Use the vector formula x’ = x − 2 ((x − p0)·n)/(n·n) n; no normalization is required (the n·n in the denominator handles scale), sign of n doesn’t matter, and this is exactly “translate by −p0, reflect, translate back”; for y = mx + b take n = (m, −1), p0 any point on the line (e.g., (0, b)), and for the line through A,B take p0 = A and n = (A_y − B_y, B_x − A_x).
Example: reflecting P = (3, −1) across y = 2x + 1 with n = (−2, 1), p0 = (0, 1) gives P’ = (−17/5, 11/5); reflecting Q = (5, 4) across AB with n = (2, 3), p0 = A gives Q’ = (21/13, −14/13), whose midpoint with Q is (43/13, 19/13) on AB and the segment is perpendicular to AB.

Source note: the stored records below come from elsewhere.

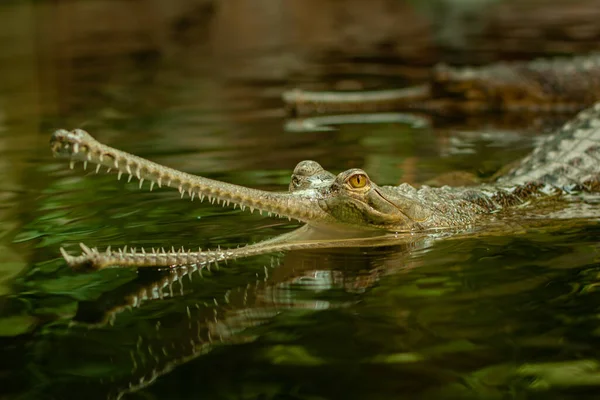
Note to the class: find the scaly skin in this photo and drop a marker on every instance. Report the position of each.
(349, 209)
(547, 85)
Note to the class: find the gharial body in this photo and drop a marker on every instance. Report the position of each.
(349, 209)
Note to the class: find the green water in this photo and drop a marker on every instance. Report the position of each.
(490, 316)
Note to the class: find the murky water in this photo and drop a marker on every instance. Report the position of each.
(491, 315)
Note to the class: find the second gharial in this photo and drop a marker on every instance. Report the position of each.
(349, 209)
(556, 85)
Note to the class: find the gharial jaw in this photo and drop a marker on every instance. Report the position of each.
(349, 200)
(342, 207)
(78, 145)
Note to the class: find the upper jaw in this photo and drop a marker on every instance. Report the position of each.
(78, 145)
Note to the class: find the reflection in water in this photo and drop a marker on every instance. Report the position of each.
(505, 314)
(453, 319)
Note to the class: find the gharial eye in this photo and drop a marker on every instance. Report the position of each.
(358, 181)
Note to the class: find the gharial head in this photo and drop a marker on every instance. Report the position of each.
(349, 200)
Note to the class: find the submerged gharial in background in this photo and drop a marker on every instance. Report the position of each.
(349, 209)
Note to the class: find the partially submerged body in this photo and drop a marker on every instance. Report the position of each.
(547, 85)
(349, 209)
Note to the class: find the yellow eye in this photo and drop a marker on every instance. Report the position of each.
(358, 181)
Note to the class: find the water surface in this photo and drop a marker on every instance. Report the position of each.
(494, 314)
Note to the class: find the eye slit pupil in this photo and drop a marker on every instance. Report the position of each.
(358, 181)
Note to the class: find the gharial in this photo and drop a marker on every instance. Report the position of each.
(349, 209)
(556, 85)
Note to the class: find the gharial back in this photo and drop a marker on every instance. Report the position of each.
(557, 84)
(568, 159)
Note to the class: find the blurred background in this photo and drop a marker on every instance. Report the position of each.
(196, 85)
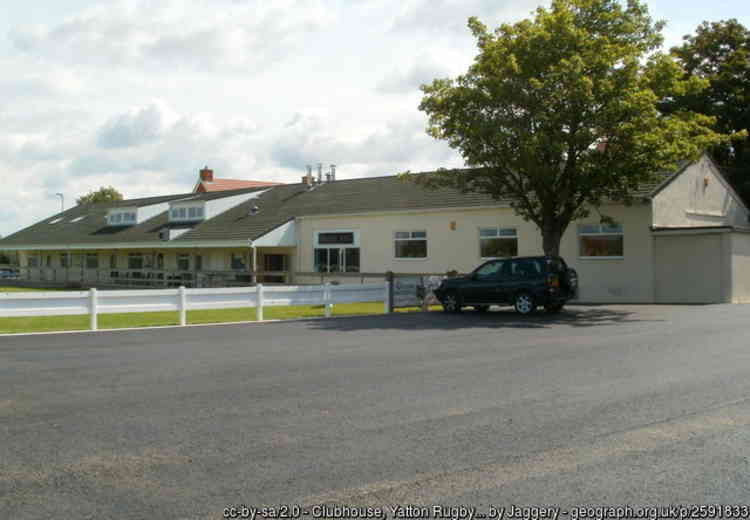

Here’s the no-banana-peel version: reflect x across the line through a with normal n by x’ = x − 2((x − a)·n) n / ||n||^2 (no unit-normal needed-its length lives in the denominator); for y = mx + b take a = (0, b), n = (m, −1); for a line through A,B take a = A and n perpendicular to d = B − A; translate–reflect–translate-back = subtract a, apply the origin formula (or the matrix from n/||n||), then add a, and any hairline mismatch is just round-off.
Example: L1 with m = 2, a = (0,1), n = (2,−1) gives P’ = (3,−1) − 2((3,−2)·(2,−1))(2,−1)/5 = (−17/5, 11/5); L2 with A = (1,3), B = (4,1), d = (3,−2), n = (2,3) gives Q’ = (5,4) − 2((4,1)·(2,3))(2,3)/13 = (21/13, −14/13).